Ionis' rare neurological disorder drug shows promise in clinical trial

Sept 22 (Reuters) - Ionis Pharmaceuticals' IONS.O experimental drug improved walking ability in patients with a rare progressive and often fatal neurological condition, the company said on Monday, meeting the main goal in an early-to-late-stage study.

Shares of the company were up about 3% in premarket trading.

In the 54-patient study, those who received the 50 mg dose of zilganersen showed a statistically significant improvement in gait speed as assessed by a 10-meter walk test, an assessment of functional mobility, at 61 weeks.

Ionis was testing the drug in patients with Alexander disease, a disorder that damages brain cells and causes problems with movement, speech, and swallowing, often starting in early childhood.

According to National Institutes of Health, the condition affects fewer than 1,000 people in the United States and has no approved treatments.

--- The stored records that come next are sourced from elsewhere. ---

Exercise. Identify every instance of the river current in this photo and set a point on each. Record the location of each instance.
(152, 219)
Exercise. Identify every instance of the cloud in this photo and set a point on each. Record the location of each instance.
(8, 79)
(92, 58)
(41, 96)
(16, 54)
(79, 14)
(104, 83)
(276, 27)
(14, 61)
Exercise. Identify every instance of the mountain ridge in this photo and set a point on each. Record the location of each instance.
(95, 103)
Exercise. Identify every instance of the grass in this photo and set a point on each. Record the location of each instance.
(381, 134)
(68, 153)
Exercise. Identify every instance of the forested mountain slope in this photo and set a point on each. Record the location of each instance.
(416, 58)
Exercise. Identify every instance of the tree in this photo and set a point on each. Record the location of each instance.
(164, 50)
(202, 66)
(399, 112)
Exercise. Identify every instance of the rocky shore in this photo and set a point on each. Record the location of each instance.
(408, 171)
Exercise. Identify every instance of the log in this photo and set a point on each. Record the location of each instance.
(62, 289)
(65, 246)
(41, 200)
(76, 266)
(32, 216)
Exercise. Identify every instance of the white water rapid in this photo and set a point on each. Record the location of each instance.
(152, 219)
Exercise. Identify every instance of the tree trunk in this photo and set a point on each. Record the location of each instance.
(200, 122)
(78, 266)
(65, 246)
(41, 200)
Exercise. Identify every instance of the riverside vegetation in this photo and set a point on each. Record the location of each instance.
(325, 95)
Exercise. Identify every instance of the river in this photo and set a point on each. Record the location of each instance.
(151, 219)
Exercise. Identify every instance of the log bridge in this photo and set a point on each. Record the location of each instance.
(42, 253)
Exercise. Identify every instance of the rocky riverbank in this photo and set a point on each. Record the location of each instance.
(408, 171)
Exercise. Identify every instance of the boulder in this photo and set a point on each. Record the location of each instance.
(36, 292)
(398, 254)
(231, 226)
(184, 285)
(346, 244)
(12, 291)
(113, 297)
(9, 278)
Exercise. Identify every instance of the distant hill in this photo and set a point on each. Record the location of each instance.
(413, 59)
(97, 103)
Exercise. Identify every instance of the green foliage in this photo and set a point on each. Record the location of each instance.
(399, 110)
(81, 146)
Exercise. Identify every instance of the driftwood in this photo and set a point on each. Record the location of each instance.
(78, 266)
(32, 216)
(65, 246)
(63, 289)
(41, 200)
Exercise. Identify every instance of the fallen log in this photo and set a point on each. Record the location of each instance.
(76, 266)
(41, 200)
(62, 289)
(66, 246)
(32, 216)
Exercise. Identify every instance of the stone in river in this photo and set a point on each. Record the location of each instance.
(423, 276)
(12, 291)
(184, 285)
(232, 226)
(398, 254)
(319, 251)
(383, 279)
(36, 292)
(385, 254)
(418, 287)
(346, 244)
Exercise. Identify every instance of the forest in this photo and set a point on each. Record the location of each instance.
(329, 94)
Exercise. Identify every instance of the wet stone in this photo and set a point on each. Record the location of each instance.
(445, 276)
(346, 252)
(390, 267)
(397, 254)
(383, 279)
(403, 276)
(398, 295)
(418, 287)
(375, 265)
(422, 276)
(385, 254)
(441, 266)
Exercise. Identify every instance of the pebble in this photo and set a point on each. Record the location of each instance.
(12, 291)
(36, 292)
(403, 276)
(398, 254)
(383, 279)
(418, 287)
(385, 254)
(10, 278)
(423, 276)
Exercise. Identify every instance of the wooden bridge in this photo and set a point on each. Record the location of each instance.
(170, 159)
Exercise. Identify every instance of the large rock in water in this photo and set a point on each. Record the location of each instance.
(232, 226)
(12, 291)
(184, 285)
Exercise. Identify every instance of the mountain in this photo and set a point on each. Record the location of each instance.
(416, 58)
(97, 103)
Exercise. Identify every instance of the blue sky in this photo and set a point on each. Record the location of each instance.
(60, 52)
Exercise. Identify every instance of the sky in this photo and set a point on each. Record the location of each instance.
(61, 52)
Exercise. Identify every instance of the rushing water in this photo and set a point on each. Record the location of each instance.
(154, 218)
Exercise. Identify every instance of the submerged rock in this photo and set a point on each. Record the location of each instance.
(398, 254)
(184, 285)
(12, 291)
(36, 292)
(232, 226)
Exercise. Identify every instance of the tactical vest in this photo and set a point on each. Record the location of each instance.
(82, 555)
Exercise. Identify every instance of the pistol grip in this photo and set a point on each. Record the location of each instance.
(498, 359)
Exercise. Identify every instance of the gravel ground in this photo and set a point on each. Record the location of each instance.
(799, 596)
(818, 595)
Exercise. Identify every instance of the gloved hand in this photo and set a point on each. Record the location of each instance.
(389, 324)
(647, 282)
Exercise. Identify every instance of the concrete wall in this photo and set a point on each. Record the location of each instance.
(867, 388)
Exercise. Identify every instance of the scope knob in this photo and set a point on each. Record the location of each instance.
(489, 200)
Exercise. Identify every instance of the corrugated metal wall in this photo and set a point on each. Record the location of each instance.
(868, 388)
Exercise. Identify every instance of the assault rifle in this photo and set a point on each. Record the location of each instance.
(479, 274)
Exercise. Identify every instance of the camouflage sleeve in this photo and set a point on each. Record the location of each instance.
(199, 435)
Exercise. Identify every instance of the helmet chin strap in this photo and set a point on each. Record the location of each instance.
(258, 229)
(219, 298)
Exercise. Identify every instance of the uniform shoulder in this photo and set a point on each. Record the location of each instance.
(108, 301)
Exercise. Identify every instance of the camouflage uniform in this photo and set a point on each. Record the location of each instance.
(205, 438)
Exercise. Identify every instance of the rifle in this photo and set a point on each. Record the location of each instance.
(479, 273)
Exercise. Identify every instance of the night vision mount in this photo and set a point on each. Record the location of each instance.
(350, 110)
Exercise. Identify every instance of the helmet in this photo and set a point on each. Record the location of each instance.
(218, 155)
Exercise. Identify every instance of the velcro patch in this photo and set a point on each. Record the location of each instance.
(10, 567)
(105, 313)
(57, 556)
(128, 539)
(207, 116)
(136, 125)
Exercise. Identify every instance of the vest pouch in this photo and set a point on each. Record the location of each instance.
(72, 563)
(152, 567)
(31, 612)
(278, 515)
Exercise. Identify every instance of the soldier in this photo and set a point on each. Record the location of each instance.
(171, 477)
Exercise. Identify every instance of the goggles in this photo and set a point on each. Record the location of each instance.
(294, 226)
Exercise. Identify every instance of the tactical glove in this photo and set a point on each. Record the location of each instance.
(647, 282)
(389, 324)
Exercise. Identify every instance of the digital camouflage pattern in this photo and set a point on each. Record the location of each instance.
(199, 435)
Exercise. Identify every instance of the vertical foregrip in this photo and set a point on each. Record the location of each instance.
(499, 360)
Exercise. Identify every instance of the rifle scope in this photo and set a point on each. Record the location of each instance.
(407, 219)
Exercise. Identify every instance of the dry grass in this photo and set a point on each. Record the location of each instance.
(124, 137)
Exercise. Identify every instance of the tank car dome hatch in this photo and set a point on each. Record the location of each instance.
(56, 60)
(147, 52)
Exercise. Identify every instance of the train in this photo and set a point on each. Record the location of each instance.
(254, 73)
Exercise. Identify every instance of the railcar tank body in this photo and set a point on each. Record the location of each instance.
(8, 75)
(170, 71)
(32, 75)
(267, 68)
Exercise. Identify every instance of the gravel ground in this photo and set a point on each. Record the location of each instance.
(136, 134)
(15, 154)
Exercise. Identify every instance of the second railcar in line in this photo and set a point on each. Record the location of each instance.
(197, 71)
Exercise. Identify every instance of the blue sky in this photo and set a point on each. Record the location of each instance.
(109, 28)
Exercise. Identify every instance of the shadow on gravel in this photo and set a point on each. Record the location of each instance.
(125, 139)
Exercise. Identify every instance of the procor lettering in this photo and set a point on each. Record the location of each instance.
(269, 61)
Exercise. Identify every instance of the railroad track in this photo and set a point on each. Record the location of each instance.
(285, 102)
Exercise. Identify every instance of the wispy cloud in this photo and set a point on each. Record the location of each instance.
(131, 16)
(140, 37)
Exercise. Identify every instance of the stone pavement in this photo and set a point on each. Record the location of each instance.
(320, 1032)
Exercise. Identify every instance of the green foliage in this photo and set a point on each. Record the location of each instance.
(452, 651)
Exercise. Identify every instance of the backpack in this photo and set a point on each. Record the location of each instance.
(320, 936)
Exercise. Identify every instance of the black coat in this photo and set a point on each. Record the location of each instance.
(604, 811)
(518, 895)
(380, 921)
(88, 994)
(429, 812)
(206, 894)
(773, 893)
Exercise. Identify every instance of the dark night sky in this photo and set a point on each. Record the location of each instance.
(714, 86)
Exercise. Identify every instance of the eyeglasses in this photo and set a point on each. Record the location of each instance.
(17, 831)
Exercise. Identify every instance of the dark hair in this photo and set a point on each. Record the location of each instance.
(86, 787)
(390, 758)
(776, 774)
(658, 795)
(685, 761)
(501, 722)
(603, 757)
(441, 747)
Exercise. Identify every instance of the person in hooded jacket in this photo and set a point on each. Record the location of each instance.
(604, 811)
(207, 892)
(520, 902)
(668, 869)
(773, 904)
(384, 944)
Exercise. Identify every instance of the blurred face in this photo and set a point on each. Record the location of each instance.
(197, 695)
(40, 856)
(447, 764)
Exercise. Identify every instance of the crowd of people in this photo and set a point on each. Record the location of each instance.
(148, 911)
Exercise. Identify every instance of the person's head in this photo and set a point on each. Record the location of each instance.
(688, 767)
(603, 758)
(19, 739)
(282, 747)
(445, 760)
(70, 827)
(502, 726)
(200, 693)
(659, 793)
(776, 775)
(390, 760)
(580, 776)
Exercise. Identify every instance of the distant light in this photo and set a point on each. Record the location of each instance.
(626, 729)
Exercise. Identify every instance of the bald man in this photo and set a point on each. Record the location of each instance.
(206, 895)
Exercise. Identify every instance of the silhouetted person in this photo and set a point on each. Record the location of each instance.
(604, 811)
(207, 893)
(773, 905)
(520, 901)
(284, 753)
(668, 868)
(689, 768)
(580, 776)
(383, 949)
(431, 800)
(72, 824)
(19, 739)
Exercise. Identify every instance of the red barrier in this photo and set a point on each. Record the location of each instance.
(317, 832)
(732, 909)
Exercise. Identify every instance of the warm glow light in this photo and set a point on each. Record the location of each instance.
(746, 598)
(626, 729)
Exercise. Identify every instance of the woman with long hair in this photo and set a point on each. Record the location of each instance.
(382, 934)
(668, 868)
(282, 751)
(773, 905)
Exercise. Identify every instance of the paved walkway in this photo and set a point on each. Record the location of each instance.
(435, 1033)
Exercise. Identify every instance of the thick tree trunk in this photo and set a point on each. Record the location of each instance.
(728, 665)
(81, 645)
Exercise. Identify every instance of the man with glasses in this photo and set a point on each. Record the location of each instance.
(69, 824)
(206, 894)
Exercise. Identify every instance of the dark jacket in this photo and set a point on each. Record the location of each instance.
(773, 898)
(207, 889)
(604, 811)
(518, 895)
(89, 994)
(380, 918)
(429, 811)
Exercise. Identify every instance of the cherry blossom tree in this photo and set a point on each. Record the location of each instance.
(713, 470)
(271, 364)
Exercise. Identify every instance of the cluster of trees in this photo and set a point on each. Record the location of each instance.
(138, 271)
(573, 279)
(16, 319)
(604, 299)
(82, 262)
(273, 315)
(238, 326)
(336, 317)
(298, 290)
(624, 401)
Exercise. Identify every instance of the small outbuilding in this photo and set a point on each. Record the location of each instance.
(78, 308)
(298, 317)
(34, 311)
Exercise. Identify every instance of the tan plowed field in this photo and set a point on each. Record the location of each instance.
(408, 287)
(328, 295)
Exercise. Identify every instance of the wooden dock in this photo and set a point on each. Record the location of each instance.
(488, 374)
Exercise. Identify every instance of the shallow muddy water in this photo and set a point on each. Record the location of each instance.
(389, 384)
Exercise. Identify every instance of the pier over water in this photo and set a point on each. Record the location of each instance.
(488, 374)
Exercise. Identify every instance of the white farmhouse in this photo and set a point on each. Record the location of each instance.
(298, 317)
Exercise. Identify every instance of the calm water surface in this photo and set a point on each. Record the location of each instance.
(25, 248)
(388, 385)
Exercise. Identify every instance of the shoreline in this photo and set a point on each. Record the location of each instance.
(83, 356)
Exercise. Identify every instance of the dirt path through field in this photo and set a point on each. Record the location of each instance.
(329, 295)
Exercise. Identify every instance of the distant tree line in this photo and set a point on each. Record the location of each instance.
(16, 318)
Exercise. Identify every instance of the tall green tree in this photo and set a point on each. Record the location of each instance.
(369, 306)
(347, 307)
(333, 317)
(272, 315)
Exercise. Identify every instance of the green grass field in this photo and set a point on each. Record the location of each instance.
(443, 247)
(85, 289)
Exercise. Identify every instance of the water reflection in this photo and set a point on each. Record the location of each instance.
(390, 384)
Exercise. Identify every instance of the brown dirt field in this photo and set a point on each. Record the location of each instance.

Zilganersen works by blocking the production of a harmful brain protein, GFAP, which builds up abnormally in the brain due to a genetic mutation and contributes to the disease.

The clinical results are a "monumental step forward in advancing a potential treatment for Alexander disease," said Ionis CEO Brett Monia.

Ionis plans to submit a marketing application to the U.S. Food and Drug Administration in the first quarter of 2026.

The full results from the study will be presented at an upcoming medical conference.